We did shot Tuesday, during the worst rain storm in weeks, outdoor range, 7 to 10 yards over a pool of water, cold, Wet, shivering like a leaf in a windstorm. Now I have never been in a high stress shooting situation at all, but the conditions that day were stressful on the body, hands, eyes. Had a 20's somthing, just out of the service Army Sargent, standing at my shoulder to check my shots and handling of the weapon.
There is a center ring on the B21 target, about 5" max size. Shooting 115 gr light loads, I put all twenty rounds within the circle.
So all my sweating about qualifying was for nothing. But it probably was my most accurate 20 rd shoot ever before.
So now I just wait on the paperwork from the State, and go to the Sheriff with it, then wait somemore for the state to do the fed check thing, and ship me more paperwork, to take back to the sheriff to pick up my license. (does anyone see a vicious circle of running from place to place several times for the same purpose) :mad: :p :D
Hope I didn't offend you by my comment. Yes, I have been around and I do read, actually, much more than I post, but my curiosity revolved around how much was considered low.

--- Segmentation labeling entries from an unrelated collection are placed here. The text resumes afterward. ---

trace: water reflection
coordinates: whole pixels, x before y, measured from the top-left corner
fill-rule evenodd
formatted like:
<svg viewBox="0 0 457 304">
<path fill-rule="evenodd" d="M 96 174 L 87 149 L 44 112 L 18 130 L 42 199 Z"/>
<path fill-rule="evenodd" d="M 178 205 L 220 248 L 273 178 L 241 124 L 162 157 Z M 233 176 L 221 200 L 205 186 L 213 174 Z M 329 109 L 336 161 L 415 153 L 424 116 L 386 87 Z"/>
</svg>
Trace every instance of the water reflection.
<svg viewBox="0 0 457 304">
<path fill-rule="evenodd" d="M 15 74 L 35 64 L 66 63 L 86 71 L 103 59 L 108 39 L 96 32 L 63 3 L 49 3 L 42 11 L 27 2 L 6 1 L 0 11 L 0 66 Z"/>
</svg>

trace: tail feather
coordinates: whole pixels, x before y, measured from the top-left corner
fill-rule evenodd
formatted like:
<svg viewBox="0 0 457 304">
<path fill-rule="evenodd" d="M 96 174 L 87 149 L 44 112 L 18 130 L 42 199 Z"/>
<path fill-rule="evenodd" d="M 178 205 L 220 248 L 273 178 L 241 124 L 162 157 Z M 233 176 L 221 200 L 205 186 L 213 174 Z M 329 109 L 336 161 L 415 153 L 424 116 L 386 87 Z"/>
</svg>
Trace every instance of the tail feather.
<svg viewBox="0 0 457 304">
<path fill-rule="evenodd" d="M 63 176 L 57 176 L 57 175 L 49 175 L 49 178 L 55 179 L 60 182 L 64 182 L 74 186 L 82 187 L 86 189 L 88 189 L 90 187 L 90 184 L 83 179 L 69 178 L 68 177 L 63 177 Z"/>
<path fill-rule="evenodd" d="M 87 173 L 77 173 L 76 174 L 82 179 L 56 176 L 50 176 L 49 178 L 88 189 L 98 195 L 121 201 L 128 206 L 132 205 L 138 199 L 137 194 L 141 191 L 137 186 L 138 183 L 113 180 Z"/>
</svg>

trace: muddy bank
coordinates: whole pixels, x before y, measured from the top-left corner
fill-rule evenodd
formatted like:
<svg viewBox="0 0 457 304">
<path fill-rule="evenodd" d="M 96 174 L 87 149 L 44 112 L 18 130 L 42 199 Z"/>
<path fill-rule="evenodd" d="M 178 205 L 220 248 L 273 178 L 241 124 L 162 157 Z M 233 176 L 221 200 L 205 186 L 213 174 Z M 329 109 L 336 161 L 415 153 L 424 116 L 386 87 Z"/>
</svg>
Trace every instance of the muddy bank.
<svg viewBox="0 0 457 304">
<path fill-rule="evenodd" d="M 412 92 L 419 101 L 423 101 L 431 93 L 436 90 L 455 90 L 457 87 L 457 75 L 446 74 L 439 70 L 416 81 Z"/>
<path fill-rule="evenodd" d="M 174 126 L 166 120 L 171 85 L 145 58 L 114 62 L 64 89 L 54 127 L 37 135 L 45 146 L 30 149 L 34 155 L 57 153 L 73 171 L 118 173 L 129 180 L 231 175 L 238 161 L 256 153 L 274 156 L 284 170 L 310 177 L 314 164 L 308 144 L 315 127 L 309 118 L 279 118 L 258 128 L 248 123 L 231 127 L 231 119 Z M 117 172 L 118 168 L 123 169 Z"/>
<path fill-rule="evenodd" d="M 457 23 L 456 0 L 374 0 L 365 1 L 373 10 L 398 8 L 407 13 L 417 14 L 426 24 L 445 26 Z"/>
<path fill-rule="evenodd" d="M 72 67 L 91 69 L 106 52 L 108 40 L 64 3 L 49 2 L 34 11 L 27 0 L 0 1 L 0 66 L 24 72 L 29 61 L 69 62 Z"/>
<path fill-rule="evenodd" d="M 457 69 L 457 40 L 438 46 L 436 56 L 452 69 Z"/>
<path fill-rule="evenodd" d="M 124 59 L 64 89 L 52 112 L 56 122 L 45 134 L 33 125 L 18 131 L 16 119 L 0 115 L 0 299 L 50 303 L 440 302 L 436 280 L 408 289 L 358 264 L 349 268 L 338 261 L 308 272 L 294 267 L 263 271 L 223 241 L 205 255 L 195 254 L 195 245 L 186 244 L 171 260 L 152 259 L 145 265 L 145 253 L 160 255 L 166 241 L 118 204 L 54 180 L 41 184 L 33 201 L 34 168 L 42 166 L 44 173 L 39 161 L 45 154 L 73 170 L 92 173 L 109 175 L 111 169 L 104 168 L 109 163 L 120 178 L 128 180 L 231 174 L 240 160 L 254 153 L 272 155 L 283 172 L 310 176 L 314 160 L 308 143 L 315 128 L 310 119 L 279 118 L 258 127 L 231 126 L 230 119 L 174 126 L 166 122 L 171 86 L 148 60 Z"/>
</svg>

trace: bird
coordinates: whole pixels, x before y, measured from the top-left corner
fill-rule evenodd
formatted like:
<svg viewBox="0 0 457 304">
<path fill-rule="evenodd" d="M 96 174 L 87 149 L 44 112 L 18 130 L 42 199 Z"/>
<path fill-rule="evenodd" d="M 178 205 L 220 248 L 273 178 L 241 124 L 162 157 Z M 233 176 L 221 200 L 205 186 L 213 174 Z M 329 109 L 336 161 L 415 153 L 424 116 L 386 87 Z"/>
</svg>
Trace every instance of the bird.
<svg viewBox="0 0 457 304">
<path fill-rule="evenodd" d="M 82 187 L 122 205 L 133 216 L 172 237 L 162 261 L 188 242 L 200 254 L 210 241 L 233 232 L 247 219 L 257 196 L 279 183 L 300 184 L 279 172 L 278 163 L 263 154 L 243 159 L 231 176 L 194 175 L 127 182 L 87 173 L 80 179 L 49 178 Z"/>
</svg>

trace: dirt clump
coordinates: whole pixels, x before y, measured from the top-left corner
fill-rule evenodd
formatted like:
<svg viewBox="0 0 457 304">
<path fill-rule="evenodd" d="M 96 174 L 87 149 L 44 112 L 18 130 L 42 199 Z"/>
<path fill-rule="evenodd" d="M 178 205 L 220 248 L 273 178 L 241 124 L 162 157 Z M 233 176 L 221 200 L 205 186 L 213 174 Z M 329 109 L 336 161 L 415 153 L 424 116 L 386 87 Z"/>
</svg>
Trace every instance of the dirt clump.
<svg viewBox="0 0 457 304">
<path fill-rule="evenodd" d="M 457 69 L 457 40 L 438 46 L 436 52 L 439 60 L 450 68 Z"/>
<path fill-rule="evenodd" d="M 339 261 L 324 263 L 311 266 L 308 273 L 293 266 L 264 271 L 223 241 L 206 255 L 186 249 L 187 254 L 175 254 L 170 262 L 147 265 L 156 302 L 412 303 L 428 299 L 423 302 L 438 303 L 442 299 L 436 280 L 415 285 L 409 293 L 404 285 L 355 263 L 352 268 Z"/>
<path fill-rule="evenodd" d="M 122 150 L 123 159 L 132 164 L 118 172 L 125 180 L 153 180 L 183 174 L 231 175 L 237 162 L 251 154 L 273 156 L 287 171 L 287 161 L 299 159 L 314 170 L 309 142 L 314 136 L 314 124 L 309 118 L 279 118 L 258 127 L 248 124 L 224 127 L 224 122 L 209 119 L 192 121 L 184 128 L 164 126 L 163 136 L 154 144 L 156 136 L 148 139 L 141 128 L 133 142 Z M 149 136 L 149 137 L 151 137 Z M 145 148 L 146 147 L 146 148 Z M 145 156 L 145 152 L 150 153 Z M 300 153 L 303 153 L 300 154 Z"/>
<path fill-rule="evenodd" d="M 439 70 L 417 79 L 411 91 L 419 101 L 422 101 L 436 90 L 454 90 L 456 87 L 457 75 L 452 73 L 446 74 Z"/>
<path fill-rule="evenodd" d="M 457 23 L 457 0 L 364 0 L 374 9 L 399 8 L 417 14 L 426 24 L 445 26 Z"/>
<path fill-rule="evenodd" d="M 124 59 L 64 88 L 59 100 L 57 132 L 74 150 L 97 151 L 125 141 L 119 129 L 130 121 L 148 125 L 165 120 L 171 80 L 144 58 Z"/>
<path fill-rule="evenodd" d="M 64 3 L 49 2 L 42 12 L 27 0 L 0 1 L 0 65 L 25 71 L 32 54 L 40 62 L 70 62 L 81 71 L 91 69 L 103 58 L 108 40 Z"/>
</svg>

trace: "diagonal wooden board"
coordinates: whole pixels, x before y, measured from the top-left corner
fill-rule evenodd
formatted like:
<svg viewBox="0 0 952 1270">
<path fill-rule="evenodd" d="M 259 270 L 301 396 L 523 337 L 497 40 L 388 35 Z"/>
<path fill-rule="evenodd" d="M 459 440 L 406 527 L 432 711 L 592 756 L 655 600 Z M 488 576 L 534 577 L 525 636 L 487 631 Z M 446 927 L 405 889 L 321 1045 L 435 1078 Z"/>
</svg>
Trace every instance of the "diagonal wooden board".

Not a rookie shooter, by any means, (I'm 57 and have been shooting since my tour in Vietnam, in 1971), I've only found a few handguns that shot really low. My experiences with lighter bullets shooting low have mostly to do with extremely fast velocities. The UMC 115 gr load doesn't seem exceptionally fast to cause the gun to shoot too low.
I was only curious since I do shoot to POA instead of 6 o'clock, but that is ok for these old eyes.
Congrats, btw, on the successful outing.